Firstly, you can only do this if $|b\rangle$ has length 1. If not, you need to rescale it. Let me assume that the vector has $2^n$ elements (if it's not a power of 2, you can pad it with extra 0s). For simplicity, I'm going to assume that $|b\rangle$ is real.

Then, what I'd do is prepare a binary tree of depth $n$. The root just has the value 1. At any layer $k$, you have $2^k$ nodes, and node $i$ is labelled with the total weight of the $i^{th}$ set of $2^{n-k}$ elements. So, at the first layer, the first node has the total weight of the first half of the elements (by weight, I mean "sum of the mod-square"), while the second node contains the weight of the second half. At the second layer, there are four nodes which have the weight of the list when it's split into quarters.

The idea of this is that all the terms in the output with labels $0x$ have total weight equal to the first label on the first layer. That can then be used to split up into the 0 and 1 terms on the second qubit at the second layer, and so on....

How this translates into a quantum circuit...
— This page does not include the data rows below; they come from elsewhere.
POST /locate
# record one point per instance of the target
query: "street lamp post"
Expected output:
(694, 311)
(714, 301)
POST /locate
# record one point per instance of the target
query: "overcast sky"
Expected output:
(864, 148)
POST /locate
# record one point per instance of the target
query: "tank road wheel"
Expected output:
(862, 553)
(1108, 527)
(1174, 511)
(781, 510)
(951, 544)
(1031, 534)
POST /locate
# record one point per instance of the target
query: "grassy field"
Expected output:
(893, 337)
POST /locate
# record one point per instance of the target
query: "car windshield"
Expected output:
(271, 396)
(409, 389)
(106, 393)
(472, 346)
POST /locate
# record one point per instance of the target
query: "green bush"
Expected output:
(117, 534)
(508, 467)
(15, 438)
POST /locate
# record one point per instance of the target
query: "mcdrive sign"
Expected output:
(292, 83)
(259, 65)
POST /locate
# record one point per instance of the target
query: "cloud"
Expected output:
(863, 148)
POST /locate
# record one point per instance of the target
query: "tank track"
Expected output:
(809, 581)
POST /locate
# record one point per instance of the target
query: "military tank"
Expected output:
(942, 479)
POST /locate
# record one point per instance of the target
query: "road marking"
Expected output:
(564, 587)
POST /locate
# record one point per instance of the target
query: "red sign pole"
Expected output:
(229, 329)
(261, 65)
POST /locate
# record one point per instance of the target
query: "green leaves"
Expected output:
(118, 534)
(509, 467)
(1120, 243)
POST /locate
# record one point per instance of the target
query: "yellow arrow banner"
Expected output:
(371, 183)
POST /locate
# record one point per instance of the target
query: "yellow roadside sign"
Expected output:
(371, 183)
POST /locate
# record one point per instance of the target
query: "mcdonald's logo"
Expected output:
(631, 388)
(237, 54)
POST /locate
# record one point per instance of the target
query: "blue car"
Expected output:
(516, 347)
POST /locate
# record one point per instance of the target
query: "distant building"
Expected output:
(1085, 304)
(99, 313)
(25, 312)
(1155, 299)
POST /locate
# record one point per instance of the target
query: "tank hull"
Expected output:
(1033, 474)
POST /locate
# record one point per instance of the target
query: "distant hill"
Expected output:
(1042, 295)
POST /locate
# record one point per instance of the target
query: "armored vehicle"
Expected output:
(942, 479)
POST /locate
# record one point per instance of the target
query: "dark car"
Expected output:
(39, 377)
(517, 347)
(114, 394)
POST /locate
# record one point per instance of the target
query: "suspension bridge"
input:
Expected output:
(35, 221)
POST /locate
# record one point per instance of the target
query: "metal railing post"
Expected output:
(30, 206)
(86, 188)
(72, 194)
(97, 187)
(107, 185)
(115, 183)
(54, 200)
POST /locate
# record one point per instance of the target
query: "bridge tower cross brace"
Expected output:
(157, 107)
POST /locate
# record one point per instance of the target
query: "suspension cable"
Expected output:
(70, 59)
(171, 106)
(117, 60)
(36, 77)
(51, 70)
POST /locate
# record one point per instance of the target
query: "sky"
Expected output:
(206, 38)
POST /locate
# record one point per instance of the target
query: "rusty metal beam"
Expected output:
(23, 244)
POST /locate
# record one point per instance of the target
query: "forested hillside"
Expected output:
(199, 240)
  1. Start with all $n$ qubits in the $|0\rangle$ state.
  2. Apply a $Y$ rotation on the first qubit such that the mod-square of the two amplitudes coincide with the weights of the two labels at the first level of your tree.
  3. Apply a controlled-Y rotation, controlled off the first qubit and targetting the second, by an amount such that the mod-square of the 10 and 11 terms match the labels of the third and fourth nodes of the second level of the tree.
  4. Apply a controlled-Y rotation, controlled off the first qubit being 0 and targetting the second, by an amount such that the mod-square of the 00 and 01 terms match the labels of the first and second nodes of the second level of the tree.
  5. Apply a controlled-controlled-Y rotation controlled off the first two qubits and targetting the third qubit such that the mod-square of the 110 and 111 terms match the labels of the seventh and eight nodes of the third level of the tree.
  6. Hopefully you get the pattern by now...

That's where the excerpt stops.